Three conditions must coincide:
(a) MSG_MORE forwarded on a completed record -> the sub-MSS record is corked [the bug];
(b) tcp_notsent_lowat < one TLS record (16406) -> tls_sw blocks after that one record instead of streaming past it [the trigger I'd omitted];
(c) large MSS -> the record is sub-MSS, so the cork engages [the amplifier].
Confirmed by flipping only that knob: on a stalling host, restoring the default lowat -> 2.89 GiB/s; on a healthy host, setting lowat=16384 -> stalls (~0.0001 GiB/s).

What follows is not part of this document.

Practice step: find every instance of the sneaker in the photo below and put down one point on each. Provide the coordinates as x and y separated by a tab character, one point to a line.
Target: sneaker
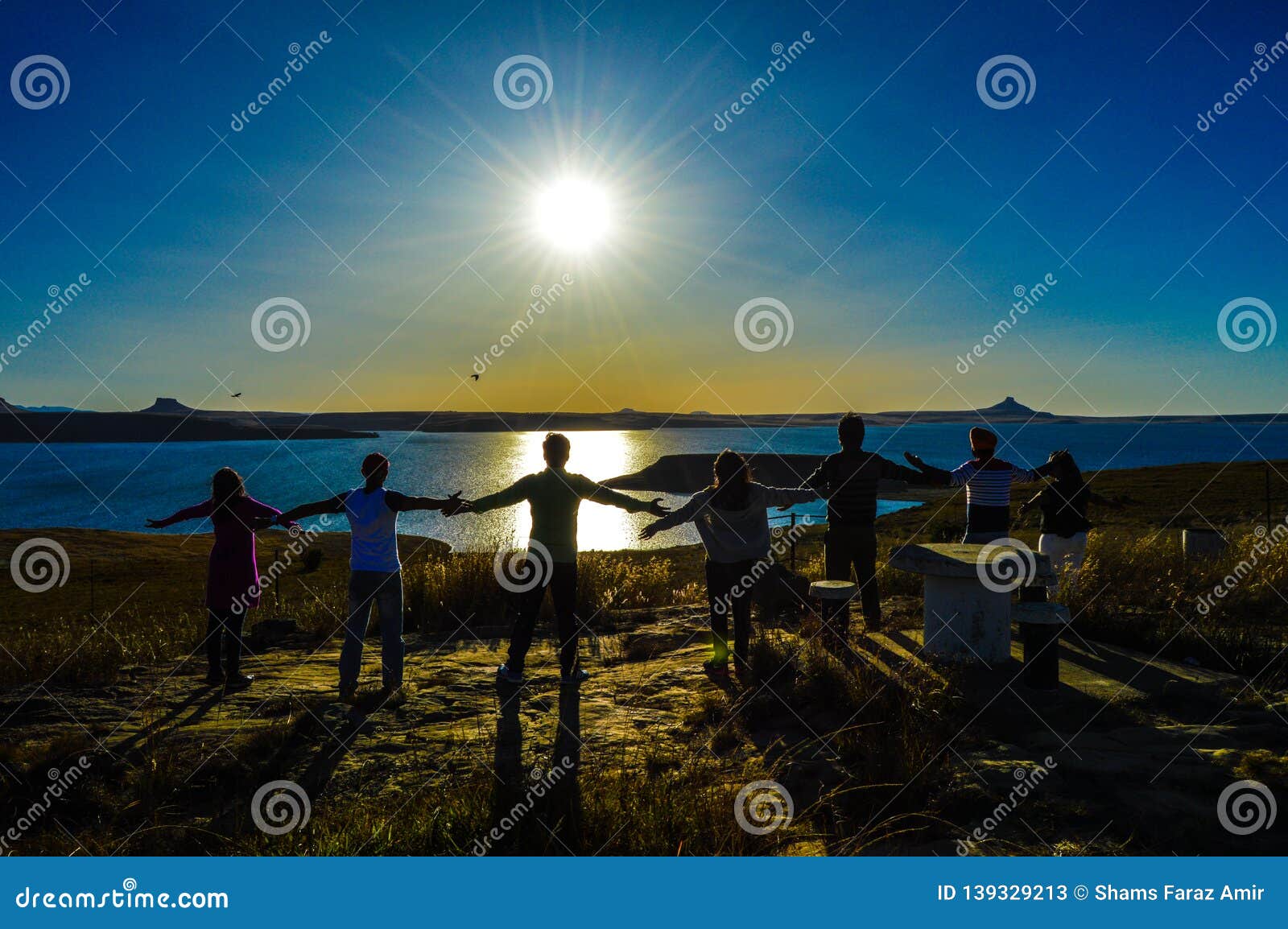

Everything that merely correlated (kernel build, congestion control/qdisc, wmem/rmem, tcp_mem, tcp_limit_output_bytes, CPU count, AES-GCM impl) was flip-tested and ruled out.
This doesn't change the proposed fix: clearing MSG_MORE for a full record sends it immediately, so the deadlock can't form regardless of tcp_notsent_lowat.
IMO, force-clearing the MSG_MORE flag for each record is not a good idea,
since we want multiple "APPLICATION DATA" frames in one TCP payload.
Maybe we can skip the sk_stream_memory_free check if MSG_MORE is present. The lower tcp_sendmsg_locked will check it again.
If you had not submitted your reply I don't think I would have kept testing it - hope this information is useful to the group.